Colorado still has substantial work to do. RMI found that, while it was on track to meet its 2030 reduction target in the electricity sector, current policies would reduce its total emissions only 33 percent by 2030 — short of the 50 percent it has pledged. (That projection does not account for some recent legislation.)
The gap is in sectors like buildings and transportation, where it is harder to reduce emissions “because it takes a multitude of individual households making decisions to purchase an electric car or an electric stove or just more efficient appliances,” said Stacy Tellinghuisen, the climate policy manager for Western Resource Advocates, a nonprofit that works in Colorado and six other states.
The climate plan in Fairfax County, Va., is unusual in part because it was produced by several dozen community members instead of county officials. In most cases, programs like these come from the top down.
One goal of the plan, approved in September, is to educate county residents about environmentally friendly choices they can make. Other plans include solar panels on county buildings and an electric bus pilot program.
“If the community’s not on board, you’re not going to accomplish anything other than to write a beautiful plan and have it sit on the shelf and collect dust,” said Jeffrey C. McKay, the chairman of the county board of supervisors.
A group of more than 50 residents heard from experts, examined data, debated and voted on recommendations. The document identified 12 broad strategies in five areas: buildings and energy efficiency, energy supply, transportation, waste, and natural resources. The strategies were broken into 37 recommended actions and scores of narrower “activities.”

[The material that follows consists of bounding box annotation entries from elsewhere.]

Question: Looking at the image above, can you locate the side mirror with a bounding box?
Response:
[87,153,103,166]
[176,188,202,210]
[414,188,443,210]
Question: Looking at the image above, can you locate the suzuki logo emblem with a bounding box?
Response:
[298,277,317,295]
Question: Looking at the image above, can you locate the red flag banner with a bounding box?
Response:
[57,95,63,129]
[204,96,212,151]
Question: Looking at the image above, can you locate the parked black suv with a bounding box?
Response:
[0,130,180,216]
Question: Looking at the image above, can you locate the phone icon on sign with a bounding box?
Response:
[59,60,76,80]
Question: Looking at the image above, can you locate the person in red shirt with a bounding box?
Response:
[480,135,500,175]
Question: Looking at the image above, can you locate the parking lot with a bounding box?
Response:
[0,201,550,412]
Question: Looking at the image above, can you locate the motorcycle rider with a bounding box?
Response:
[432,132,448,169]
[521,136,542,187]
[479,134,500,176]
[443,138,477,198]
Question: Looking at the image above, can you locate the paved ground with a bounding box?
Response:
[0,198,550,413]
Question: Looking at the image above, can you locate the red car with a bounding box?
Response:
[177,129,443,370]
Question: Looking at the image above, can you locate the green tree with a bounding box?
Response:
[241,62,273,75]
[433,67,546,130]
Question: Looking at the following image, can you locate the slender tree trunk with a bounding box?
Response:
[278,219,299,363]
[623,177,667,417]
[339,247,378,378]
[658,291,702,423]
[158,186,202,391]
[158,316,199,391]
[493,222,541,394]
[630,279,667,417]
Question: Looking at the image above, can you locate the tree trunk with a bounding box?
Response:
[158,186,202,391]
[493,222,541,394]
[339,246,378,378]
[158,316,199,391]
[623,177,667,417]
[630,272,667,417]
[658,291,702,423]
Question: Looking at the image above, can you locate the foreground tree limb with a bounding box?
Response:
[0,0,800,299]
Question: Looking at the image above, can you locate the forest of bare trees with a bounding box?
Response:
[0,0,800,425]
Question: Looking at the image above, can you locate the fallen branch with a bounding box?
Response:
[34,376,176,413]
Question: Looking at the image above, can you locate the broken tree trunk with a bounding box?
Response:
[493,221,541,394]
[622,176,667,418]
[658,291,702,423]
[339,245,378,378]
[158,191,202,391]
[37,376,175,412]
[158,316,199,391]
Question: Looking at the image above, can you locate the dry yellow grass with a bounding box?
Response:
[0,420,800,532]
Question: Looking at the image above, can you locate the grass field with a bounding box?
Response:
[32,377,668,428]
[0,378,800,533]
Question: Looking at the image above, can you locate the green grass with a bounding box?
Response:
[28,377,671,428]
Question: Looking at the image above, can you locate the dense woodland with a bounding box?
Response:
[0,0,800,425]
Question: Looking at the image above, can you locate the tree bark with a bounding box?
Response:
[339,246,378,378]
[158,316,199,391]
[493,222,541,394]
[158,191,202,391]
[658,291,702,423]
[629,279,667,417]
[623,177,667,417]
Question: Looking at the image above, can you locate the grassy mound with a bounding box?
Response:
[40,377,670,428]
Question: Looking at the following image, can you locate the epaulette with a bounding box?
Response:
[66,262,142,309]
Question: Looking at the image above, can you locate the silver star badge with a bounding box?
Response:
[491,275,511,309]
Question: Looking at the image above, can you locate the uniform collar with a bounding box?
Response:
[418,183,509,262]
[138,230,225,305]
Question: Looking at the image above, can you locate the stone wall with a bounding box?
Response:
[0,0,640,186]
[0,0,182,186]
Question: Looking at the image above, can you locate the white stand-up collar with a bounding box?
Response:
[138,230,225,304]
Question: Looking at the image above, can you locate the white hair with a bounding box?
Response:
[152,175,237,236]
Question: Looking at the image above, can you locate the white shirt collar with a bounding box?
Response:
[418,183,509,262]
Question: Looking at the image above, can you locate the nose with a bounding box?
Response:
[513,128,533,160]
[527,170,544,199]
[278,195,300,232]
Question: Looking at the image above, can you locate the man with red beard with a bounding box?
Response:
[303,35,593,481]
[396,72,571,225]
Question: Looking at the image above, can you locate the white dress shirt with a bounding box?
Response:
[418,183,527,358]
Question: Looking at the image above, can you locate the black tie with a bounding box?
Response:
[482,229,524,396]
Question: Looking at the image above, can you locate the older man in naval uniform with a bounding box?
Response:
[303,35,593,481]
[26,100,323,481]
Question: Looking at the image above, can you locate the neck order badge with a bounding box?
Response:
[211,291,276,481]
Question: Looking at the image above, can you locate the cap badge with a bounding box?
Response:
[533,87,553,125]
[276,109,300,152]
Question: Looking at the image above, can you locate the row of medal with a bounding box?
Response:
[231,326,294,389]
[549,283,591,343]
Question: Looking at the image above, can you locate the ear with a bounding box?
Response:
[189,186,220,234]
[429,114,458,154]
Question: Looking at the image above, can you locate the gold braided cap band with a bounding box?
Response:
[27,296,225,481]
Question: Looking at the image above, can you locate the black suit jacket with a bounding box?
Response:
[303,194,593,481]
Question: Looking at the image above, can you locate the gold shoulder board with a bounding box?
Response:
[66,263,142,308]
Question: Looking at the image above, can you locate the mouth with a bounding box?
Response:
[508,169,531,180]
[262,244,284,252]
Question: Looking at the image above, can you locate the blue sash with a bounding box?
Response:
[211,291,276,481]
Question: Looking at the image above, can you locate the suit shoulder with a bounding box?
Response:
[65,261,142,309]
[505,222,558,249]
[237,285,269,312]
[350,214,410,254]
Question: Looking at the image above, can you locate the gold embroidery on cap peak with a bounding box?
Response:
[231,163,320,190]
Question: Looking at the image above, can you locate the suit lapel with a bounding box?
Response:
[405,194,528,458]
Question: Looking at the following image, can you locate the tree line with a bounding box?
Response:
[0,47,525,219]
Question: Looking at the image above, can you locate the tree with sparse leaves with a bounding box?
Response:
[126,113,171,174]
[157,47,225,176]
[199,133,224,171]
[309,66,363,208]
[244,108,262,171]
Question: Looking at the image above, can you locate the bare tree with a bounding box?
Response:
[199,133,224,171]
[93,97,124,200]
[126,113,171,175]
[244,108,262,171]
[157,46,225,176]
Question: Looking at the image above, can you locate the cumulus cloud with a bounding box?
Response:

Deb Harris, senior director for climate planning at the consulting firm ICF, said Fairfax County was an example not of a specific model every community should adopt, but rather of tailoring a process to a community. Fairfax is affluent and highly educated, with engaged residents able to spend months hashing out policy, she said.
In many other places, money and resources are major constraints.
“The fact that there’s not financial support coming to help this work is the main impediment,” said Marianne MacQueen, a council member in Yellow Springs, Ohio, which uses 80 percent renewable electricity and is trying to create a plan for reductions in other sectors. “Our staff is so stretched.”
In the absence of much federal action, the task of helping local governments act on climate is falling to independent groups.
Yellow Springs is working with Power a Clean Future Ohio, a nonprofit that doesn’t charge local governments. “The desire to do it and the actual executing on it is a whole different thing,” said Joe Flarida, the group’s executive director. Local governments have so many immediate concerns, like road repairs and public safety, that “climate goals will fall down on that list if you don’t find a way to close that gap for them.”
When the gap does close, it can be powerful.
In Athens, a college town in Ohio, 76 percent of voters agreed in 2018 to pay a carbon fee of 2 cents per kilowatt-hour of electricity use, creating around $100,000 in annual revenue for renewable energy projects. A study of Athens’ greenhouse gas emissions found that, per capita, they were among the lowest in the state.
“We talk about states being the laboratories of democracy, and I think the same is likely true of local jurisdictions,” said Ms. Tellinghuisen, of Western Resource Advocates. “States can create these templates or examples and demonstrate to the federal government that progress is really possible.”